From: Frederic Weisbecker <frederic@kernel.org>
To: Anna-Maria Behnsen <anna-maria@linutronix.de>
Cc: linux-kernel@vger.kernel.org,
Peter Zijlstra <peterz@infradead.org>,
John Stultz <jstultz@google.com>,
Thomas Gleixner <tglx@linutronix.de>,
Eric Dumazet <edumazet@google.com>,
"Rafael J . Wysocki" <rafael.j.wysocki@intel.com>,
Arjan van de Ven <arjan@infradead.org>,
"Paul E . McKenney" <paulmck@kernel.org>,
Rik van Riel <riel@surriel.com>,
Steven Rostedt <rostedt@goodmis.org>,
Sebastian Siewior <bigeasy@linutronix.de>,
Giovanni Gherdovich <ggherdovich@suse.cz>,
Lukasz Luba <lukasz.luba@arm.com>,
"Gautham R . Shenoy" <gautham.shenoy@amd.com>,
Srinivas Pandruvada <srinivas.pandruvada@intel.com>,
K Prateek Nayak <kprateek.nayak@amd.com>
Subject: Re: [PATCH v10 18/20] timers: Implement the hierarchical pull model
Date: Fri, 26 Jan 2024 13:53:13 +0100 [thread overview]
Message-ID: <ZbOrOV8kWUd59h9q@lothringen> (raw)
In-Reply-To: <20240115143743.27827-19-anna-maria@linutronix.de>
On Mon, Jan 15, 2024 at 03:37:41PM +0100, Anna-Maria Behnsen wrote:
> + * Protection of the tmigr group state information:
> + * ------------------------------------------------
> + *
> + * The state information with the list of active children and migrator needs to
> + * be protected by a sequence counter. It prevents a race when updates in child
> + * groups are propagated in changed order. The state update is performed
> + * lockless and group wise. The following scenario describes what happens
> + * without updating the sequence counter:
> + *
> + * Therefore, let's take three groups and four CPUs (CPU2 and CPU3 as well
> + * as GRP0:1 will not change during the scenario):
> + *
> + * LVL 1 [GRP1:0]
> + * migrator = GRP0:1
> + * active = GRP0:0, GRP0:1
> + * / \
> + * LVL 0 [GRP0:0] [GRP0:1]
> + * migrator = CPU0 migrator = CPU2
> + * active = CPU0 active = CPU2
> + * / \ / \
> + * CPUs 0 1 2 3
> + * active idle active idle
> + *
> + *
> + * 1. CPU0 goes idle. As the update is performed group wise, in the first step
> + * only GRP0:0 is updated.
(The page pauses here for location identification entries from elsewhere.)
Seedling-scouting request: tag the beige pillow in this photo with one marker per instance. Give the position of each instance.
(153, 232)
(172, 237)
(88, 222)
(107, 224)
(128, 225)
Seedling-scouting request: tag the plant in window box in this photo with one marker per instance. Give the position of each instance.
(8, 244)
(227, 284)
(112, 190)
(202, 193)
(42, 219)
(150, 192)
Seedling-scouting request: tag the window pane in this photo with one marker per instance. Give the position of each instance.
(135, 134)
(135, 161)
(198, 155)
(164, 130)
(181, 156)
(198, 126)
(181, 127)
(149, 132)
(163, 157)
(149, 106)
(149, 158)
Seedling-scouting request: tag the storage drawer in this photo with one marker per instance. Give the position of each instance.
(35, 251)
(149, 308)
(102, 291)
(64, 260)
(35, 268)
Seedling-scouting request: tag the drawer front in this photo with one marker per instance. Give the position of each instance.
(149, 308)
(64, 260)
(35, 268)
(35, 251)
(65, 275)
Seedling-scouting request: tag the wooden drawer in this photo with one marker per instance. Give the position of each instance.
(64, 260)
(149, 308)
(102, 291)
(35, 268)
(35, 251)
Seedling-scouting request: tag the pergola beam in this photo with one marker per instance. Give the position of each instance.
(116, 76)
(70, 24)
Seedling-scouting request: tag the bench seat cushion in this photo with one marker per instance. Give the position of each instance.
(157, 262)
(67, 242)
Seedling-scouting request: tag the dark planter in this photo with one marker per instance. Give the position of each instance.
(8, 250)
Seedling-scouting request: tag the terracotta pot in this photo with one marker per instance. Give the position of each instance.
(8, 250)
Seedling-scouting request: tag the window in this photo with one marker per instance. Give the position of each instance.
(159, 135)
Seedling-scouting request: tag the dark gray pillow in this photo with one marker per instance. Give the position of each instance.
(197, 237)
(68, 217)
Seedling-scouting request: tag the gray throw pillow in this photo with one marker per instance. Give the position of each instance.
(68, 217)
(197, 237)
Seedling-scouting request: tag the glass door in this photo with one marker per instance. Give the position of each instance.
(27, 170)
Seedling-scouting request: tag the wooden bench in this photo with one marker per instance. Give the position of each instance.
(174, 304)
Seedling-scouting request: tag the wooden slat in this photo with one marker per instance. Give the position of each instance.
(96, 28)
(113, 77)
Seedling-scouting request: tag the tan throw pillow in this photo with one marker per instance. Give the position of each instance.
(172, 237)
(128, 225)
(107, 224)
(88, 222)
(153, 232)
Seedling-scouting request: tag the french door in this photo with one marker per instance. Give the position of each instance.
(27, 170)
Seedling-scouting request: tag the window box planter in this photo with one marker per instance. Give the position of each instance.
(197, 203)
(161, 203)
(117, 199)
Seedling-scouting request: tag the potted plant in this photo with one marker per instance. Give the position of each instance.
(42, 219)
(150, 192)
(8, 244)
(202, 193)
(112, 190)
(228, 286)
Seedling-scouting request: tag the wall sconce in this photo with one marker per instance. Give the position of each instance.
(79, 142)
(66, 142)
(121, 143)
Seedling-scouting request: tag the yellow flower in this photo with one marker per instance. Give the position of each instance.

The update of GRP1:0 is pending as CPU0 has to
> + * walk the hierarchy.
> + *
> + * LVL 1 [GRP1:0]
> + * migrator = GRP0:1
> + * active = GRP0:0, GRP0:1
> + * / \
> + * LVL 0 [GRP0:0] [GRP0:1]
> + * --> migrator = TMIGR_NONE migrator = CPU2
> + * --> active = active = CPU2
> + * / \ / \
> + * CPUs 0 1 2 3
> + * --> idle idle active idle
> + *
> + * 2. While CPU0 goes idle and continues to update the state, CPU1 comes out of
> + * idle. CPU1 updates GRP0:0. The update for GRP1:0 is pending as CPU1 also
> + * has to the hierarchy. Both CPUs (CPU0 and CPU1) now walk the hierarchy to
> + * perform the needed update from their point of view. The currently visible
> + * state looks the following:
> + *
> + * LVL 1 [GRP1:0]
> + * migrator = GRP0:1
> + * active = GRP0:0, GRP0:1
> + * / \
> + * LVL 0 [GRP0:0] [GRP0:1]
> + * --> migrator = CPU1 migrator = CPU2
> + * --> active = CPU1 active = CPU2
> + * / \ / \
> + * CPUs 0 1 2 3
> + * idle --> active active idle
> + *
> + * 3. Here is the race condition: CPU1 managed to propagate its changes (from
> + * step 2) through the hierarchy to GRP1:0 before CPU0 (step 1) did. The
> + * active members of GRP1:0 remain unchanged after the update since it is
> + * still valid from CPU1 current point of view:
> + *
> + * LVL 1 [GRP1:0]
> + * --> migrator = GRP0:1
> + * --> active = GRP0:0, GRP0:1
> + * / \
> + * LVL 0 [GRP0:0] [GRP0:1]
> + * migrator = CPU1 migrator = CPU2
> + * active = CPU1 active = CPU2
> + * / \ / \
> + * CPUs 0 1 2 3
> + * idle active active idle
So let's take this scenario and suppose we are at this stage. CPU 1
has propagated the state up to [GRP1:0] and CPU 0 is going to do it
but hasn't yet.
> +static bool tmigr_inactive_up(struct tmigr_group *group,
> + struct tmigr_group *child,
> + void *ptr)
> +{
> + union tmigr_state curstate, newstate, childstate;
> + struct tmigr_walk *data = ptr;
> + bool walk_done;
> + u8 childmask;
> +
> + childmask = data->childmask;
> + curstate.state = atomic_read(&group->migr_state);
And now suppose CPU 0 arrives here and sees the group->migr_state change
performed by CPU 1. So it's all good, right? The below atomic_cmpxchg()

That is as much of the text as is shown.